Aus unserer Sicht stellen CoCo-Anleihen mit Renditen um 5,6% kurz- bis mittelfristig ein attraktives Einstiegsniveau dar. Allerdings ist es notwendig, die in Frage kommenden Anleihen und deren Emittenten eingehend zu analysieren, was profundes Fachwissen voraussetzt. Dasselbe gilt für sogenannte LegacyAnleihen europäischer Banken, die eine weitere attraktive Anlagealternative darstellen.

Christian Bettinger, Berenberg

Legacy-Anleihen sind alte Nachrangtitel, die aufgrund ihrer spezifischen Ausstattungsmerkmale nach heutiger Regulierung die Anrechenbarkeit auf das Eigenkapital per Ende 2021 verloren haben. Bereits vor Ablauf dieser Frist hatte der Regulator den betroffenen Finanzhäusern empfohlen, diese Strukturen zurückzukaufen oder die Vertragsbedingungen im Einverständnis mit den Investoren abzuändern.
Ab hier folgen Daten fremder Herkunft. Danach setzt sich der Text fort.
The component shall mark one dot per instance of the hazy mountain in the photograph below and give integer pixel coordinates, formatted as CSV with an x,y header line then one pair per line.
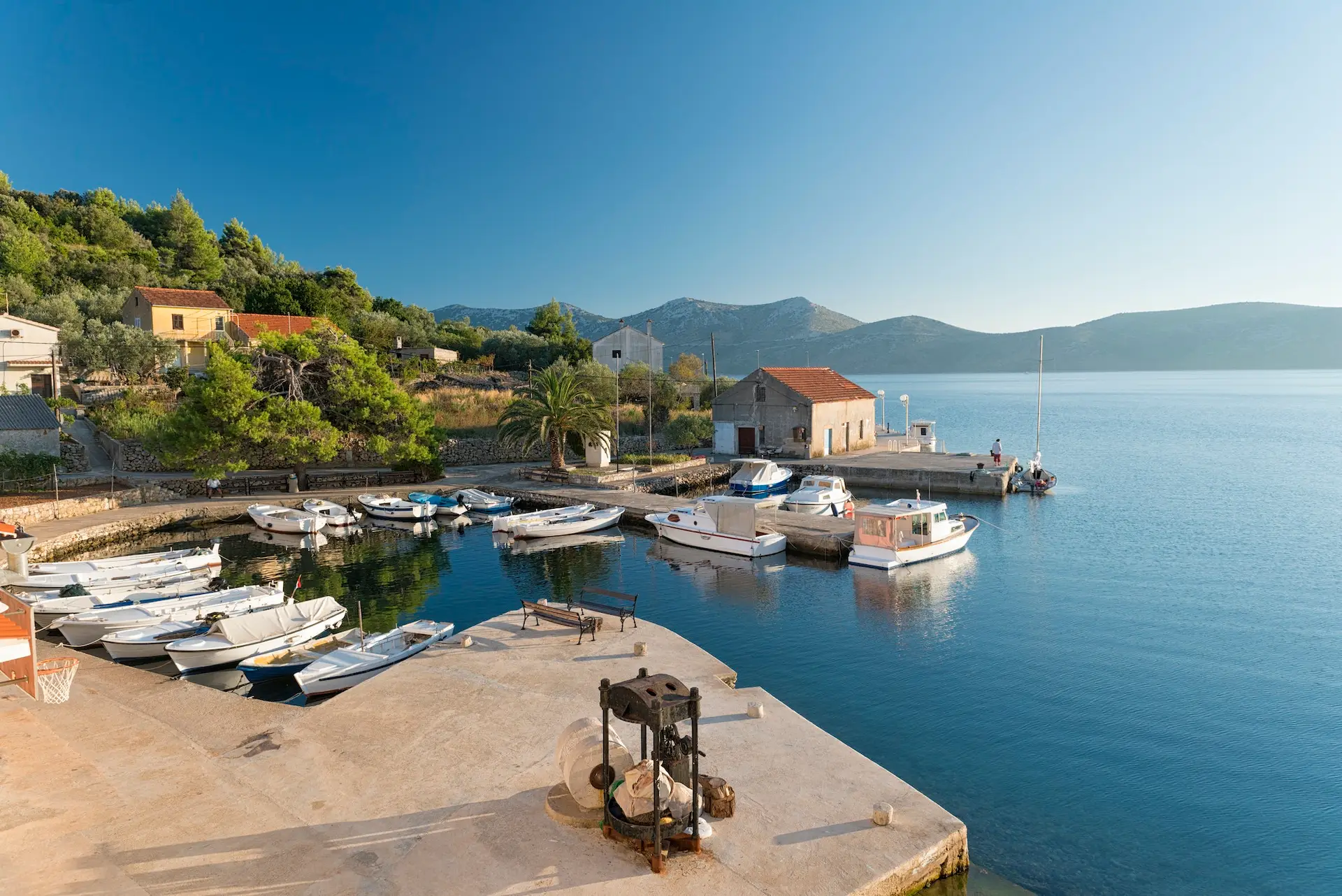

Vor diesem Hintergrund sind Legacy-Strukturen interessant, da sie häufig deutlich unter Nominalwert handeln und somit nicht selten zweistellige Renditen bei einem Call oder Rückkauf versprechen. Daneben zeichnen sie sich als meist variabel-verzinsliche Wertpapiere durch geringere Zinsrisiken und ein niedriges Marktbeta aus und eigenen sich damit als interessante Beimischung für unsere Renten- und Multi-Asset-Portfolios.